Buses: If you don't have your own car, the main way to get around Rhode Island is with RIPTA, Rhode Island Public Transit Authority's bus systems. Daily unlimited passes are $6; otherwise, it's $2 per trip.
Taxis: Taxis are available throughout the state, though a call in advance is required in non-metropolitan areas. Rachel's Big City Transportation is a favorite around Providence.
Car Service: Lyft and Uber are available as usual throughout Rhode Island.
Things to Do
Cities and Towns to Know
Providence: Rhode Island's capital city is also its largest, and the main destination for many visitors. With no dearth of things to do, it's a bustling small city with a youthful energy, thanks to Brown University and the Rhode Island School of Design. Visit for the 18th- and 19th-century homes on College Hill, the RISD Museum, and of course, WaterFire.
Newport: Located on Aquidneck Island, Newport is surrounded by beaches. Made famous most recently by Taylor Swift's Folklore album, Newport's mansions have a storied and fascinating history. Some are now museums, if you're interested in checking out how those during the Gilded Age lived.

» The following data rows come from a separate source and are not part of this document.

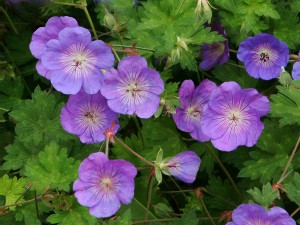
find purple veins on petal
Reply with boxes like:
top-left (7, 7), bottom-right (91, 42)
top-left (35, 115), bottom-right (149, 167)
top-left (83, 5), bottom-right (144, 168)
top-left (42, 27), bottom-right (114, 94)
top-left (73, 152), bottom-right (137, 218)
top-left (60, 91), bottom-right (119, 144)
top-left (237, 33), bottom-right (289, 80)
top-left (173, 80), bottom-right (217, 141)
top-left (166, 151), bottom-right (201, 183)
top-left (201, 82), bottom-right (270, 151)
top-left (101, 56), bottom-right (164, 118)
top-left (226, 204), bottom-right (296, 225)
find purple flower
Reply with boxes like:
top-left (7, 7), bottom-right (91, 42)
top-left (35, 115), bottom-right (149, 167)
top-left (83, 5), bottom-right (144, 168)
top-left (237, 33), bottom-right (289, 80)
top-left (73, 152), bottom-right (137, 218)
top-left (201, 82), bottom-right (270, 151)
top-left (42, 27), bottom-right (114, 94)
top-left (173, 80), bottom-right (217, 141)
top-left (60, 91), bottom-right (119, 144)
top-left (101, 56), bottom-right (164, 118)
top-left (199, 21), bottom-right (229, 71)
top-left (292, 52), bottom-right (300, 80)
top-left (165, 151), bottom-right (201, 183)
top-left (29, 16), bottom-right (78, 79)
top-left (226, 204), bottom-right (296, 225)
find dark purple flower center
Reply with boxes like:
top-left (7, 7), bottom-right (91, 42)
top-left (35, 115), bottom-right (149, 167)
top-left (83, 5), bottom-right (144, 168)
top-left (126, 83), bottom-right (142, 97)
top-left (259, 52), bottom-right (270, 62)
top-left (84, 111), bottom-right (99, 124)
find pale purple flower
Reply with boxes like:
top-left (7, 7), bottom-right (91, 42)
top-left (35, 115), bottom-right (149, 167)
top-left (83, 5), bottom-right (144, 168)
top-left (292, 52), bottom-right (300, 80)
top-left (173, 80), bottom-right (217, 141)
top-left (237, 33), bottom-right (289, 80)
top-left (226, 204), bottom-right (296, 225)
top-left (60, 91), bottom-right (119, 144)
top-left (165, 151), bottom-right (201, 183)
top-left (29, 16), bottom-right (78, 79)
top-left (73, 152), bottom-right (137, 218)
top-left (42, 27), bottom-right (114, 94)
top-left (199, 21), bottom-right (229, 71)
top-left (101, 56), bottom-right (164, 118)
top-left (201, 82), bottom-right (270, 151)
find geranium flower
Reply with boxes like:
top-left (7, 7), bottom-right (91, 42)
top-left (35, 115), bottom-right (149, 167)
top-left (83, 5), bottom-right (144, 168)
top-left (101, 56), bottom-right (164, 118)
top-left (29, 16), bottom-right (78, 79)
top-left (199, 21), bottom-right (229, 71)
top-left (201, 82), bottom-right (270, 151)
top-left (161, 151), bottom-right (201, 183)
top-left (173, 80), bottom-right (217, 141)
top-left (60, 91), bottom-right (119, 144)
top-left (226, 204), bottom-right (296, 225)
top-left (42, 27), bottom-right (114, 94)
top-left (73, 152), bottom-right (137, 218)
top-left (237, 33), bottom-right (289, 80)
top-left (292, 52), bottom-right (300, 80)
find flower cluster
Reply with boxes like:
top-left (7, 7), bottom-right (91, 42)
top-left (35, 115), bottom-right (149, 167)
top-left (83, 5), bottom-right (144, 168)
top-left (226, 204), bottom-right (296, 225)
top-left (173, 80), bottom-right (270, 151)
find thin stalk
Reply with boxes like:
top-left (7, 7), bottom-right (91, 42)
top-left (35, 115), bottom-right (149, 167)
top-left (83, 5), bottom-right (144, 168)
top-left (113, 44), bottom-right (154, 52)
top-left (277, 136), bottom-right (300, 183)
top-left (0, 7), bottom-right (19, 34)
top-left (199, 197), bottom-right (216, 225)
top-left (290, 206), bottom-right (300, 217)
top-left (132, 115), bottom-right (145, 147)
top-left (114, 136), bottom-right (155, 167)
top-left (206, 144), bottom-right (243, 200)
top-left (81, 5), bottom-right (98, 40)
top-left (144, 174), bottom-right (154, 221)
top-left (226, 62), bottom-right (245, 69)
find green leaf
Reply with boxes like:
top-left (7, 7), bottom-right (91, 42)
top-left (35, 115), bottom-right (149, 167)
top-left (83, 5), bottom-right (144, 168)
top-left (284, 173), bottom-right (300, 205)
top-left (0, 174), bottom-right (26, 210)
top-left (238, 120), bottom-right (299, 183)
top-left (270, 81), bottom-right (300, 126)
top-left (10, 87), bottom-right (75, 145)
top-left (247, 183), bottom-right (277, 209)
top-left (25, 142), bottom-right (79, 193)
top-left (47, 197), bottom-right (97, 225)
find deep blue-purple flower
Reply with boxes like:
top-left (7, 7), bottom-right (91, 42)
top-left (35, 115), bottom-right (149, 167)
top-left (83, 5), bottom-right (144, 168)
top-left (199, 21), bottom-right (229, 71)
top-left (237, 33), bottom-right (289, 80)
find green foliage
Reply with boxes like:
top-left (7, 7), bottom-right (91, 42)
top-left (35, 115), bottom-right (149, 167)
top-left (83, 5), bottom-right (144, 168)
top-left (47, 197), bottom-right (97, 225)
top-left (239, 120), bottom-right (299, 183)
top-left (284, 173), bottom-right (300, 205)
top-left (247, 183), bottom-right (277, 208)
top-left (203, 176), bottom-right (239, 211)
top-left (0, 174), bottom-right (26, 210)
top-left (10, 88), bottom-right (73, 145)
top-left (270, 81), bottom-right (300, 126)
top-left (25, 142), bottom-right (79, 193)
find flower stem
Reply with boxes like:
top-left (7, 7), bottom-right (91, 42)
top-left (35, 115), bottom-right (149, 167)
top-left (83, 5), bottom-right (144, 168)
top-left (0, 7), bottom-right (19, 34)
top-left (114, 135), bottom-right (155, 167)
top-left (199, 197), bottom-right (216, 225)
top-left (132, 115), bottom-right (145, 147)
top-left (206, 144), bottom-right (243, 200)
top-left (277, 136), bottom-right (300, 183)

Stroll along Bellevue Avenue to take in the ocean view and architecture, then stop at The Dining Room at Castle Hill Inn for coffee and dessert.
Narragansett: Known to locals and summerers as Gansett, this sleepy, beautiful town is just across the Long Island Sound from Newport. Its population doubles in the summer months, as it is a prime destination for beachgoers from Massachusetts, Connecticut, and New York. Be sure to visit Point Judith and the Point Judith Lighthouse, or head over to the Point Judith Country Club for a round of golf on a beautiful course, built in 1895.
Block Island: Take the ferry out to picturesque Block Island for a day of sun, sand, and idyllic relaxation. Home to the stunning Mohegan Bluffs, Block Island is a hiker's paradise as much as it is a home for beach loungers — there are several beautiful trails and walking routes, including Rodman's Hollow, a 230-acre conservation area with a stunning trail suitable for casual hikers.
Westerly: The highlight of this beachfront community is Misquamicut State Beach, a favorite for ocean lovers in Rhode Island, Connecticut, and beyond. Visit Watch Hill for the Flying Horse Carousel and Watch Hill Lighthouse, or take a relaxing walk through the gorgeous Napatree Point Conservation Area.
Spring in Rhode Island can be quite rainy, with about half of the season's days seeing some clouds. Average temperatures in the spring range from 30°F at the beginning of the season to around 72°F at the end.
Summer is balmy and humid — appropriately, perfect beach weather. June enjoys temperatures starting at 55°F, and it rarely gets hotter than 90°F; usually, at the height of summer, the average high temperature is round 83°F. Summer is not quite as rainy as spring, though you may see some thunderstorms.
Fall is cool and comfortable in Rhode Island, with average temperatures ranging from 33°F to 78°F. Fall is also very dry, with little rain, especially compared to spring. If you're not a beach person, many of Rhode Island's other outdoor activities can be best enjoyed in the beautiful New England autumn.
Winter can get very cold, and Rhode Island does see occasional snow. Bring layers if you choose to visit in the winter — temperatures can range from 21°F to 46°F, and rarely fall much lower than 15°F.